Enfin vint ce concert du 23 mars 2023, au TCE, anticipant le présent enregistrement, qui rebat les cartes. D’abord par l’approche la plus documentée, la plus juste d’Hervé Niquet, secondé par Benoît Dratwicki (1), dont la connaissance intime des œuvres et de leurs conditions d’exécution est inestimable. Pour ce faire, le chef a non seulement réuni les instruments requis, les meilleurs, dans l’exact effectif de la création, mais aussi dans leur placement inhabituel. Ainsi distingue-t-il le riche ensemble en charge du continuo et des airs intimistes, mais jamais des danses, d’un formidable orchestre (quatre bassons et quatre hautbois, jouant des flûtes à bec, les basses de violon, derrière lesquels prennent place les autres cordes). Exceptionnelle, cette disposition, bien restituée à l’écoute, valorise les timbres, les contrastes, en favorisant les basses sépulcrales des scènes infernales. Sans oublier, bien sûr, la trompette et les timbales obligées du prologue et des scènes martiales.

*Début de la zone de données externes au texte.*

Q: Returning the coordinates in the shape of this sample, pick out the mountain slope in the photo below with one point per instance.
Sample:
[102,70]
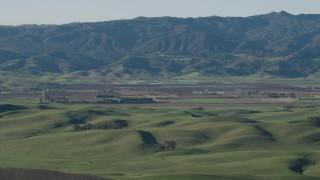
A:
[278,44]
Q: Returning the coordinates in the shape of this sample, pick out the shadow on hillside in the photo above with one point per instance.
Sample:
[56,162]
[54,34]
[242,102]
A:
[35,174]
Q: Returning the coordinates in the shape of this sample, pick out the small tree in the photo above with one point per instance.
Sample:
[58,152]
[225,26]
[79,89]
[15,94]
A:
[166,146]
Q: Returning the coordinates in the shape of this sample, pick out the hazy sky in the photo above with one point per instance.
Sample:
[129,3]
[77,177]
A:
[14,12]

Ensuite, il réunit une distribution homogène, rompue au chant baroque français, sans la moindre faiblesse, qui renouvelle heureusement l’approche. L’épaisseur humaine de chacun est réelle. La langue de Thomas Corneille n’a rien à envier à celle de son illustre aîné. La constante clarté du propos, servie par une diction soignée, mérite d’être soulignée : chaque mot trouve son juste poids. Le prologue, aussi conventionnel que ceux de Lully, dépourvu de récitatifs, est une ode à la gloire de Louis XIV. La déclamation chantée en est exemplaire. Contrasté, renouvelé, des aspects pastoraux aux figures martiales, on écoute ce prologue avec bonheur, même si le lien au drame dont nous allons être les témoins paraît ténu.

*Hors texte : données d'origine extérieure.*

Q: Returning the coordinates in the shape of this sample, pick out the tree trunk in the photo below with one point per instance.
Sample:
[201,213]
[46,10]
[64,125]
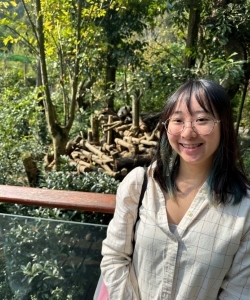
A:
[192,36]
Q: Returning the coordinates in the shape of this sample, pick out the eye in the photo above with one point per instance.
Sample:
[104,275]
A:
[176,121]
[202,120]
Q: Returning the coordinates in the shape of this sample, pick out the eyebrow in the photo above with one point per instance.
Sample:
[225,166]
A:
[194,113]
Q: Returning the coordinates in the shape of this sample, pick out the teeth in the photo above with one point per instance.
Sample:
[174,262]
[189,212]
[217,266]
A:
[191,146]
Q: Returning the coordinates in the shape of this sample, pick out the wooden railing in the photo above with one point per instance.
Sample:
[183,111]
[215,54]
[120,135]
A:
[102,203]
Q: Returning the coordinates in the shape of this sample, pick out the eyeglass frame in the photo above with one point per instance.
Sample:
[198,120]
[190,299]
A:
[193,128]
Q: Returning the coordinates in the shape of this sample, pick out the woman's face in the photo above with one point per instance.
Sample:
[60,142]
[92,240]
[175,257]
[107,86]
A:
[194,149]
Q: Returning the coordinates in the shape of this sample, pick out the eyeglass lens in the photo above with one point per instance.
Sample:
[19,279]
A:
[201,126]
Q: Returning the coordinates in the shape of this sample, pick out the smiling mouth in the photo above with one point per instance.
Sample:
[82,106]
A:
[193,146]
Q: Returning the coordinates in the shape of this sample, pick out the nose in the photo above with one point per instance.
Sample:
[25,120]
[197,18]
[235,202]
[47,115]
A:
[188,130]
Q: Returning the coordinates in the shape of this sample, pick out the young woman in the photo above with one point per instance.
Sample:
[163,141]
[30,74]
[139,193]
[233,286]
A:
[193,237]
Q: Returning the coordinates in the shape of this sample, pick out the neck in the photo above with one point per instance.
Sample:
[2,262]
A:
[191,175]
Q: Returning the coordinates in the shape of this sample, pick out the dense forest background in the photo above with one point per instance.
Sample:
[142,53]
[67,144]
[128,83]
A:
[61,61]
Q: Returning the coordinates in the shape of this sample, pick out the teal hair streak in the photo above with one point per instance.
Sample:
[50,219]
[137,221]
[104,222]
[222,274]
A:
[167,159]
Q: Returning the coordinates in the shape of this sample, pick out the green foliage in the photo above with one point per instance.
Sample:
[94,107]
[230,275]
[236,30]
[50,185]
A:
[20,128]
[49,260]
[227,70]
[246,159]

Comme l’écrit Benoît Dratwicki dans le livret d’accompagnement, « Médée est cent fois plus touchante par son humanité que tous les autres rôles imaginés pour la scène lyrique avant et après elle ». Libre et sincère, passionnée et passionnante, son évolution captive l’auditeur, écrasant ses partenaires hypocrites et lâches. Elle porte tout l’ouvrage, dès son « Jason est un ingrat, Jason est un parjure ». Dans ce rôle très lourd, vocalement et psychologiquement l’immense tragédienne qu’est Véronique Gens a-t-elle été plus investie ? Son art consommé de la progression dramatique culmine au début de l’acte III et son lamento « Quel prix de mon amour » qu’elle chante divinement. « Noires filles du Styx », son invocation aux puissances infernales fait frémir. Toutes ses interventions nous captivent. Ses qualités vocales ne sont plus à souligner. L’énergie, la conduite de la ligne, le souffle, la projection permettent à Médée de nous bouleverser, quelle que soit l’horreur de son crime.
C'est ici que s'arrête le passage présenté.